Er wurde mir dann direkt auf die Brust gelegt und wir versuchten ihn gleich anzulegen, was sehr gut geklappt hat. Der stolze Papa durfte dann die Nabelschnur durchtrennen und ich musste noch die Plazenta gebären. Wir durften dann etwa eine Stunde mit unserem kleinen Louis kuscheln und dann wurde er untersucht, gemessen und gewogen. Währenddessen wurden meine Geburtsverletzungen genäht.
Nach der Geburt erzählte mir die Hebamme übrigens, dass meine Fruchtblase mit Sicherheit schon früher geplatzt ist, denn als wir im Spital ankamen und sie mich untersuchte, spürte sie die Fruchtblase nicht mehr. Also hatte ich doch Recht. Ich wusste ja, dass ich mir nicht in die Hose gemacht habe. So viel Kontrolle hatte ich noch über meinen Körper.
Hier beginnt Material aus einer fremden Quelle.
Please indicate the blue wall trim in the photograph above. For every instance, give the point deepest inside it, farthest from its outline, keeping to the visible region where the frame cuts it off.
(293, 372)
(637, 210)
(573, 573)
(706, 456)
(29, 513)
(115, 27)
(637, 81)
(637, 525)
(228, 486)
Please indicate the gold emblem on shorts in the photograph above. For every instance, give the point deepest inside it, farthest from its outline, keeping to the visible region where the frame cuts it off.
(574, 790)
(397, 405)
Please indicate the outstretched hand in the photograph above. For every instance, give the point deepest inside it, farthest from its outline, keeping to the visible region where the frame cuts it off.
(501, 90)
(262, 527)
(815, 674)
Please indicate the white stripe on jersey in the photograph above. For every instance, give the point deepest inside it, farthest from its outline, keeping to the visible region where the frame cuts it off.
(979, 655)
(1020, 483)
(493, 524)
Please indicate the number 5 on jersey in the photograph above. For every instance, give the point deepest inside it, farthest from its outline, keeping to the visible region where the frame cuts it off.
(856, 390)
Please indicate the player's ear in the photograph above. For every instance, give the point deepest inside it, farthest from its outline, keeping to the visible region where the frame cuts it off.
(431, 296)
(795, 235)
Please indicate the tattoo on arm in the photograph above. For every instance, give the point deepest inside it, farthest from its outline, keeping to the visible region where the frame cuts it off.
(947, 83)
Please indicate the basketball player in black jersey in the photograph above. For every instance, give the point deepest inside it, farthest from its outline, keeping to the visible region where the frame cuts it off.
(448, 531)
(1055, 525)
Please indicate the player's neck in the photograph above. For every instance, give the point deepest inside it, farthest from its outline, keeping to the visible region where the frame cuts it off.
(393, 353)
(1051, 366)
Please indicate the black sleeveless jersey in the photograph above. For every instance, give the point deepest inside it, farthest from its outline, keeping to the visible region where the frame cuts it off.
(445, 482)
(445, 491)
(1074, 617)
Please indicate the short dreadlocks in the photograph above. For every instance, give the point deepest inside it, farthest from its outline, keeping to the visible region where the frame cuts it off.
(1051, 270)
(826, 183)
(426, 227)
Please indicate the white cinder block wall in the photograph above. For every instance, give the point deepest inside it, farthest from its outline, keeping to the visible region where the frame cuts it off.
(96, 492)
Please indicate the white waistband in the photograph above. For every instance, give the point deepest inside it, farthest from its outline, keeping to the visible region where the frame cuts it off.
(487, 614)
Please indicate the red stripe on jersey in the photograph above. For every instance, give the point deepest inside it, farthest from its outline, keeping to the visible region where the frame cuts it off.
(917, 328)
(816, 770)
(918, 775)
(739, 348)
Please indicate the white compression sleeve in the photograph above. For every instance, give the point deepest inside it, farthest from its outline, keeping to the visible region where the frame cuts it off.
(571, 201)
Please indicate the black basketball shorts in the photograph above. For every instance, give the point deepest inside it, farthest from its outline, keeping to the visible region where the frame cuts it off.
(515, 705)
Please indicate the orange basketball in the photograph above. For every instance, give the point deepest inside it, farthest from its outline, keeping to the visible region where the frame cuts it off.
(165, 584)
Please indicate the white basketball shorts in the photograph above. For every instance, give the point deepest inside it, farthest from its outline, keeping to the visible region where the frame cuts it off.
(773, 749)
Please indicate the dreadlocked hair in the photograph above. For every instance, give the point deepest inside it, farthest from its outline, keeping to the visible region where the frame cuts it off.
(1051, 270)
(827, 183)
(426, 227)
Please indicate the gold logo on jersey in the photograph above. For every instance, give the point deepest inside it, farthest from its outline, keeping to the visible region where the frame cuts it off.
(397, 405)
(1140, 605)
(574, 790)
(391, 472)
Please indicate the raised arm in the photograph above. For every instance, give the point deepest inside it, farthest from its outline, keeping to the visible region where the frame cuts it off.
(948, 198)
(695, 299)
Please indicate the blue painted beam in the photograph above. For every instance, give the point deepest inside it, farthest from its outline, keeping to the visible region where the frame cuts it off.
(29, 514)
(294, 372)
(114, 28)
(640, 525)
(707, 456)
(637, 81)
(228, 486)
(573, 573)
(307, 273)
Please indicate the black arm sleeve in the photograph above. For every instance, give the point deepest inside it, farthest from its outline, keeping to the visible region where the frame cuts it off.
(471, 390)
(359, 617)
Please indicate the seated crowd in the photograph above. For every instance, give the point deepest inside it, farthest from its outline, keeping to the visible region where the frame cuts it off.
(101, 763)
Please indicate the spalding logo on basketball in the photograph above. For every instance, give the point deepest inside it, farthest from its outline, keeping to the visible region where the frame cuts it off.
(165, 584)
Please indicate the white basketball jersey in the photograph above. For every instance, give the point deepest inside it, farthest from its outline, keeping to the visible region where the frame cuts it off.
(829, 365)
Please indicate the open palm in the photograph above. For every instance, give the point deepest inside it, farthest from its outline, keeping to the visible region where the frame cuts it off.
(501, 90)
Anschließend wurden wir in unser Familienzimmer, welches zum Glück verfügbar war, gebracht und noch mit einem Abendessen versorgt.
Am nächsten Tag, bevor wir nach Hause fuhren, holte mein Mann die Mia zu uns ins Spital und die große stolze Schwester konnte zum ersten Mal ihren kleinen Bruder halten. Ich sag’s euch… das ist ein Gefühl… da hüpft das Mama-Herz und ich könnte in dem Moment während ich das schreibe schon wieder losheulen.
Während meiner Schwangerschaft hatte ich immer Angst und Bedenken, ob ich mein zweites Kind genauso lieben könnte wie Mia. Vor allem habe ich mich nie als Bubenmama gesehen. Doch nun weiß ich es besser… man liebt seine Kinder über alles und es macht absolut keinen Unterschied, ob Bub oder Mädchen, ob erstgeboren oder zweitgeboren. Wie sagt man so schön: Die Liebe einer Mutter teilt sich nicht zwischen ihren Kindern, sie vervielfältigt sich.
Ich bin unglaublich dankbar, dass wir zwei gesunde Kinder haben und nun als Familie zu viert durch’s Leben gehen. Danke Louis, dass du uns als Familie komplett gemacht hast.